Am kommenden Tag teilte der Polizeichef der Region Geita mit, man werde eine Obduktion des Verstorbenen vornehmen, um die Todesursache zu klären. Bei der danach erfolgten Beisetzung erklärte der regionale Polizeichef, dass sowohl Polizisten aus Mganza als auch einige an der Zerstörung der Wache Beteiligte in Haft seien. Die Polizei werde den Fall aufklären. Er appellierte an die Bevölkerung, von Gewalttaten Abstand zu nehmen.

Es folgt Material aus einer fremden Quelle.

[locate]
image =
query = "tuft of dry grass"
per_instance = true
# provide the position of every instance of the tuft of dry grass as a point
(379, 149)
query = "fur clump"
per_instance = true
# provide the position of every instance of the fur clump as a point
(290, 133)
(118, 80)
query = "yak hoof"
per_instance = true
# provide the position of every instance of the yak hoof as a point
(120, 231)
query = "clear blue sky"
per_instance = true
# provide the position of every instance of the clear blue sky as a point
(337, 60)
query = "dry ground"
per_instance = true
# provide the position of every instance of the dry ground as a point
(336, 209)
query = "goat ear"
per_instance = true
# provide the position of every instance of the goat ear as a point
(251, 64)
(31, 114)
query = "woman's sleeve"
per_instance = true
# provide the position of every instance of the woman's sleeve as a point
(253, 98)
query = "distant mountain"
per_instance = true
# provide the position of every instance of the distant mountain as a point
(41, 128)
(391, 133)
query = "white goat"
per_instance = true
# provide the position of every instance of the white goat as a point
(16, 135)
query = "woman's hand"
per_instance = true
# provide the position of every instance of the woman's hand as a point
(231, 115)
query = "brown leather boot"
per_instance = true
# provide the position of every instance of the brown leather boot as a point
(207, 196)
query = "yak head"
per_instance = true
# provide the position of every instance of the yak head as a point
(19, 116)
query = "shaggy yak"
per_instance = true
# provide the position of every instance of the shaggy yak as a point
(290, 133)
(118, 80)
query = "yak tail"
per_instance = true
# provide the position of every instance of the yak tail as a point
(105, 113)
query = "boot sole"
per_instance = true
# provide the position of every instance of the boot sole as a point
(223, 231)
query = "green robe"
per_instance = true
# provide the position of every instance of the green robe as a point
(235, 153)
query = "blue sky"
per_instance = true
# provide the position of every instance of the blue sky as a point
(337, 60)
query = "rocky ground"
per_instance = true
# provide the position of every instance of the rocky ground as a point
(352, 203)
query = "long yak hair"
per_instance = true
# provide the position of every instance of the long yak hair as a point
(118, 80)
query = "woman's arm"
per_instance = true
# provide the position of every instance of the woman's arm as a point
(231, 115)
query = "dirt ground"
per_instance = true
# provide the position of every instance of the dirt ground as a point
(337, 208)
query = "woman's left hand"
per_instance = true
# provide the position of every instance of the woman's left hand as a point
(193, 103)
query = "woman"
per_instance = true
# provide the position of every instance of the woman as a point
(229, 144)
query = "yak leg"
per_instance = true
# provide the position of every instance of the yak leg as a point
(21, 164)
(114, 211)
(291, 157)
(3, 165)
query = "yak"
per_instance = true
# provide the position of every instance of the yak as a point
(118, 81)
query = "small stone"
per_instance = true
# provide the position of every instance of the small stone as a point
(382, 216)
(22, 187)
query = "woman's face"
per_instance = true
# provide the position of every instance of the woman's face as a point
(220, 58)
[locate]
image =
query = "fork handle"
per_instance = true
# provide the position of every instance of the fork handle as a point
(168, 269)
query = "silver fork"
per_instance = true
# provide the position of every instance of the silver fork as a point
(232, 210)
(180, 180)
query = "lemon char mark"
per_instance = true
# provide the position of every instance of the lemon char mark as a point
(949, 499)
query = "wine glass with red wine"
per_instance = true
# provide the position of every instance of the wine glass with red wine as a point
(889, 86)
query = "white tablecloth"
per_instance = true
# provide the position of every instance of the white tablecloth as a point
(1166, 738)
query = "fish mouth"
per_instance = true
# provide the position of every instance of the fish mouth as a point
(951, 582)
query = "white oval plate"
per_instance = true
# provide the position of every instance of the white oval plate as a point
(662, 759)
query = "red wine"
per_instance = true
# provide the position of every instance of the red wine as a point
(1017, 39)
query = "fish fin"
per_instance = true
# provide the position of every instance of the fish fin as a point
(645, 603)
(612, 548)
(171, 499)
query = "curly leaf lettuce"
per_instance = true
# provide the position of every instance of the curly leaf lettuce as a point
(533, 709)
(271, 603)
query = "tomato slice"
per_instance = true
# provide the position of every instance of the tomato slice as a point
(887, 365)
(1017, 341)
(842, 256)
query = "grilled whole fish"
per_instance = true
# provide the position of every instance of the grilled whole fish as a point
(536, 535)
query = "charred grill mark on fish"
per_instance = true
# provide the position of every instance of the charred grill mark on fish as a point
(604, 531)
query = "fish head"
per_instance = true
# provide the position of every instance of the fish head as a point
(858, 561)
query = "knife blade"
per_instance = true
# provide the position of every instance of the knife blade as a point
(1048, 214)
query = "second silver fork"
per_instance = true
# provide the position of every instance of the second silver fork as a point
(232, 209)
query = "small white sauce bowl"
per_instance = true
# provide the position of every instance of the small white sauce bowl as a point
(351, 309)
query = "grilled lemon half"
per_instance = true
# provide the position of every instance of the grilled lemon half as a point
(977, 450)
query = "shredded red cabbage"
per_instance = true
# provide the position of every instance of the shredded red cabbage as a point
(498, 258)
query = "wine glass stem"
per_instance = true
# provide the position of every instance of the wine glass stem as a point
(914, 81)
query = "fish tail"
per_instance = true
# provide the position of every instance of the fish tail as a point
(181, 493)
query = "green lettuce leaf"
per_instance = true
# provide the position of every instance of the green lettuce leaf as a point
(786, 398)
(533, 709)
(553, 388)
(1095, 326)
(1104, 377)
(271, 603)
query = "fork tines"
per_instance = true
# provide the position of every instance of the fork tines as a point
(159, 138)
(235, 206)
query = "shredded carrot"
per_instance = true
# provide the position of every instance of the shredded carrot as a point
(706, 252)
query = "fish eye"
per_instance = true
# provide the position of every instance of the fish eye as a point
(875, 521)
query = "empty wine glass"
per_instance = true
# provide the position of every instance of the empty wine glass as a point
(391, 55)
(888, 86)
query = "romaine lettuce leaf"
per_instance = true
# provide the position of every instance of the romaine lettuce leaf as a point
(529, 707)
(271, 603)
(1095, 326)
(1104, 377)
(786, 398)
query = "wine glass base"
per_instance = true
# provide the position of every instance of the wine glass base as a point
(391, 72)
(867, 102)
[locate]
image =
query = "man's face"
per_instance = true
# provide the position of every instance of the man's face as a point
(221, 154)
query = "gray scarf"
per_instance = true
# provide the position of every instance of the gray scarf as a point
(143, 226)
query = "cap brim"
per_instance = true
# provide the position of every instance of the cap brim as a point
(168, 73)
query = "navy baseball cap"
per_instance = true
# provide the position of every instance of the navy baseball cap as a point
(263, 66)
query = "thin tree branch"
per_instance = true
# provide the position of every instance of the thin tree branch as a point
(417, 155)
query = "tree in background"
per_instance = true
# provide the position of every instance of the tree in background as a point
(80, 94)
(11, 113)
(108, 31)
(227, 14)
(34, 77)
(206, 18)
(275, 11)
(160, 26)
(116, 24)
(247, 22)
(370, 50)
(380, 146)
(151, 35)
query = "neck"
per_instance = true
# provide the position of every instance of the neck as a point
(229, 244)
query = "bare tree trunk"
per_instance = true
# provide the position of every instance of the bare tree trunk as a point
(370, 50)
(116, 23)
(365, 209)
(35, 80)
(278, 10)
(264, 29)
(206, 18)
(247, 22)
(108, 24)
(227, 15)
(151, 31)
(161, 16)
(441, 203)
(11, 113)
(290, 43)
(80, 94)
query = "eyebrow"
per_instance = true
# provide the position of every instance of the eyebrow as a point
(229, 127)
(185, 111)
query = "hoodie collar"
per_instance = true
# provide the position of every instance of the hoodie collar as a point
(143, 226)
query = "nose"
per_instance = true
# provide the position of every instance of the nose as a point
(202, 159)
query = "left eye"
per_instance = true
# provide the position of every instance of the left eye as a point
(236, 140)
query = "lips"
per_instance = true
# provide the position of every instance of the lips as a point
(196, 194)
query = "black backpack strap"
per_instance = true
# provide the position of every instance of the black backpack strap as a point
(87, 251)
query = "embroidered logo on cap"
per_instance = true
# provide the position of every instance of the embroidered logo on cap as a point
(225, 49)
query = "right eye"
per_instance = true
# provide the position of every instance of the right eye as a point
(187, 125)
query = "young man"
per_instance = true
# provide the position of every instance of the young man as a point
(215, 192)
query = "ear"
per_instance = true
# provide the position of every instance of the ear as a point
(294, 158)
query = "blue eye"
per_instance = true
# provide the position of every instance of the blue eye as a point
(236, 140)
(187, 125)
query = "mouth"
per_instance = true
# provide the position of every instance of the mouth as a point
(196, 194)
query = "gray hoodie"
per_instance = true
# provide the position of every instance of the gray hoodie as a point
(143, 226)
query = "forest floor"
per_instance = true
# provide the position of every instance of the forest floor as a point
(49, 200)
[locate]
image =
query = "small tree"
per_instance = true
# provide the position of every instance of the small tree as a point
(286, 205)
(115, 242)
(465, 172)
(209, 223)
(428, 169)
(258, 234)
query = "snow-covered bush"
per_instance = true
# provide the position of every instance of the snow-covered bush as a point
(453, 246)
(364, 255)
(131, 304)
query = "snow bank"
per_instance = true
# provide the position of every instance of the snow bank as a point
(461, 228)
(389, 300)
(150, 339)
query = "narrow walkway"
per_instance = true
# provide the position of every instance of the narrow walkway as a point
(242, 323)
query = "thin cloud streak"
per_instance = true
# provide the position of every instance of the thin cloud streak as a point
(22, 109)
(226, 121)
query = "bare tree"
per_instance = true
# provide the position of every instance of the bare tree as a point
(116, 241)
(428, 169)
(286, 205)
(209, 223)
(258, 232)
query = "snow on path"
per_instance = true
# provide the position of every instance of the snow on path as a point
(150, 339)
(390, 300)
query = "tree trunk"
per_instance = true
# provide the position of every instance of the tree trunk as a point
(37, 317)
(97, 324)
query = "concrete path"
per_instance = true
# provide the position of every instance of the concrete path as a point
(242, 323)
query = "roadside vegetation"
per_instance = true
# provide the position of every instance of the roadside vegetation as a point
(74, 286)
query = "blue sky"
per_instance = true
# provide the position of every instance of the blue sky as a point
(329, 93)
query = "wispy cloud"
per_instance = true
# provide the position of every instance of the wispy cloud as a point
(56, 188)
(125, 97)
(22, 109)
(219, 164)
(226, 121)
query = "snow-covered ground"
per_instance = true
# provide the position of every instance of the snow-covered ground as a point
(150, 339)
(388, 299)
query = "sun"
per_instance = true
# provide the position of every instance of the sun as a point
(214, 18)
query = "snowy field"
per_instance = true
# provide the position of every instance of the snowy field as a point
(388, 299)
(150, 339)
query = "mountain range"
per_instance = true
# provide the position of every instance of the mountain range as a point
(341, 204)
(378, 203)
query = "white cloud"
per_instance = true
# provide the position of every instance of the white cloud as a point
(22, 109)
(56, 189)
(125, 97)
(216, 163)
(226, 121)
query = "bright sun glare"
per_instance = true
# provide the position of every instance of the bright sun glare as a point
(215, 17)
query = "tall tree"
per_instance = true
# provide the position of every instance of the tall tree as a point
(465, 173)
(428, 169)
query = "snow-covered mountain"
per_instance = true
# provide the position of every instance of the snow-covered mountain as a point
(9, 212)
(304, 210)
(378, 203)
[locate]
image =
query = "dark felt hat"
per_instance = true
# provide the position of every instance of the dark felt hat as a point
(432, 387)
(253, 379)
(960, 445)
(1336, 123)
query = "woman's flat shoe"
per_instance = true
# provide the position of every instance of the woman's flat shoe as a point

Jamiiforums 31.03.2023, Mwananchi 30.03., 31.03. + 01.04.2023

Tod in Untersuchungshaft

Der Tod eines langjährigen Untersuchungsgefangenen führte jetzt zu erneuten Forderungen, endlich die Haftpraxis von Polizei und Justiz zu ändern. Am 4. März starb der 80-jährige Sheikh Said Ulatule bei einer Anhörung im Dar es Salaamer Ukongagefängnis, wo eine Richterin sich über die Haftgründe und Bedingungen von Untersuchungsgefangenen informieren wollte. Ulatule war im Jahr 2015 in seinem Haus in der Küstenregion zusammen mit einer Gruppe von Besuchern verhaftet und von der Polizei des Terrorismus beschuldigt worden. Seither sitzt er in U-Haft, ohne dass gegen ihn je eine Anklage vor Gericht erhoben wurde. Er teilt dies Los mit Dutzenden weiterer islamischer Geistlicher und Aktivisten, die in den Jahren 2012–2015 unter Terrorismusvorwürfen verhaftet wurden. Ulatule brach zusammen, als er aufstand, um der Richterin seine Situation zu schildern. Das Menschenrechtszentrum LHRC schloss sich der Forderung eines Verbandes der islamischen Prediger an, die Verhafteten endlich freizulassen.